As of today, Rappahannock’s 181-year-old local jail, one of the oldest still operating in Virginia, is expected to be empty. As of July 1, the Rappahannock County Sheriff’s Office will likely be just four officers shy of its current staff.
The 20 remaining inmates of Rappahannock County Jail (a half dozen having been transferred earlier this month to state prisons) were expected to have been transported by today to their new home — and the new home for some 300 other prisoners from at least three counties, that being the just-opened $72 million, 175,000-square-foot Rappahannock-Shenandoah-Warren Regional Jail in Front Royal.

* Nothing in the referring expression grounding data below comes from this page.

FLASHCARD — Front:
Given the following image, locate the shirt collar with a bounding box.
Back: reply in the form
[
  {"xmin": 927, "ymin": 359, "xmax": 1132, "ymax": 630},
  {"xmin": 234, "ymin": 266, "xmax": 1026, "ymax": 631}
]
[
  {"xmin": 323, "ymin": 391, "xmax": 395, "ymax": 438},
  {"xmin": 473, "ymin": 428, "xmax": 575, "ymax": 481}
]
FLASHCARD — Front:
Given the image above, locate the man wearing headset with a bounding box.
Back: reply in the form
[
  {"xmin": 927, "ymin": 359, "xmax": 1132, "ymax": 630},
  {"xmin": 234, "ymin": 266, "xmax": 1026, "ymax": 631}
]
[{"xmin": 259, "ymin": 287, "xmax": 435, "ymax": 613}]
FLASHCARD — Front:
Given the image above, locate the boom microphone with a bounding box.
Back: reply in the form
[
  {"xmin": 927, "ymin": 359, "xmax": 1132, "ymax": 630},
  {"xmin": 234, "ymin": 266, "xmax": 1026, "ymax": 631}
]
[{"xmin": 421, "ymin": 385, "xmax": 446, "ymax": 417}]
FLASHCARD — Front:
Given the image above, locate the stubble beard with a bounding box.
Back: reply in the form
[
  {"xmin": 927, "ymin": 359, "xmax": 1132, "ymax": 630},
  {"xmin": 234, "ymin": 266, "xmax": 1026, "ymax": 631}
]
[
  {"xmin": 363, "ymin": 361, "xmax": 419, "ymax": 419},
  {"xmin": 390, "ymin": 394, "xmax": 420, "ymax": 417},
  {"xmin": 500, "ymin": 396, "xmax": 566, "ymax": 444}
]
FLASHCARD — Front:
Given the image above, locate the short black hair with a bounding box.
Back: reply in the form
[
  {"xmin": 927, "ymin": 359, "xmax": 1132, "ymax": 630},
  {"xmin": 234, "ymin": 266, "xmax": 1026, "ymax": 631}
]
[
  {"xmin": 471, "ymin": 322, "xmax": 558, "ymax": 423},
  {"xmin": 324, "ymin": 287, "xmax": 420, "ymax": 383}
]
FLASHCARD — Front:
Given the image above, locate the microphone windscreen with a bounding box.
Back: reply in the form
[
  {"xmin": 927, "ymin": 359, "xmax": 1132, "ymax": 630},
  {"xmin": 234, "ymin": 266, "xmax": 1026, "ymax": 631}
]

The state Compensation Board, which determines what positions the state will help fund for local jurisdictions, notified Sheriff Connie C. Smith last week that five of the nine positions formerly classified as correctional officers could remain with the department as communications officers — for a net loss, at the opening of the regional jail, of four positions.
Meanwhile, overall crime in Rappahannock — according the Virginia State Police’s annual compilation of crime statistics statewide — went down about 13 percent in 2013, compared to the year before. The overall incident rate per 100,000 population, the VSP’s unit of measurement, went from 1,381 in 2012 to 1,071 in 2013. (Crime incident rates in surrounding counties can be found here.)
The only category of criminal arrests that went up significantly in Rappahannock in 2013, according to the VSP report, were drunk-driving and drunkenness arrests, which increased from 27 and 9, respectively, to 42 and 11. Drug and narcotics arrests decreased slightly from 43 to 39.
The state’s rate of violent crime was down 1.6 percent in 2013 from the year before, while property crimes were down 3.9 percent.
On Monday (June 23), the county supervisors, meeting at an end-of-year budget work session, declined after several long discussions to amend any of the appropriations included in the $21.99 million fiscal-year 2015 county budget, which the board adopted earlier this month (and which carries a 4-cent increase in the local property tax rate).
Before a quiet crowd of four — Sheriff Smith and Deputy Sheriff John D. Arstino, and frequent fiscal watchdogs Walt Longyear and Terry Dixon — the supervisors discussed cutting the budget’s 2-percent county staff salary increase, the largest single cut the board considered (but totalling only about $20,000 since most of the county’s staff are paid primarily by the state); asking all its constitutional officers to cut 5 percent from their departmental budgets; removing an appropriation for one of two new sheriff’s department vehicles included in the 2015 budget; and other measures, all at some length.
“This county really runs a tight ship, we’re not extravagant,” said Piedmont district supervisor Mike Biniek at one point, agreeing that Jackson district supervisor Ron Frazier’s suggestion — that the board start scheduling budget-related work sessions this fall and winter — was a sound idea, “and then we can see what we can do.”
“We really haven’t gone line item by line item,” said chair Roger Welch.
County Administrator John McCarthy pointed out that by fall, the future costs of the new regional jail would also have become clearer.
Biniek’s motion to consider making cuts at this point was not seconded. Frazier asked the board to consider a second monthly meeting starting in September to talk about expenses.
Smith said this week that the Comp Board’s allowance for five dispatchers, all of whom formerly divided their time between the jail and the communications center, likely meant there was no longer a need for the “complete restructuring” of her office, a possibility she mentioned when an earlier draft of the county budget would’ve meant the loss of nine officers.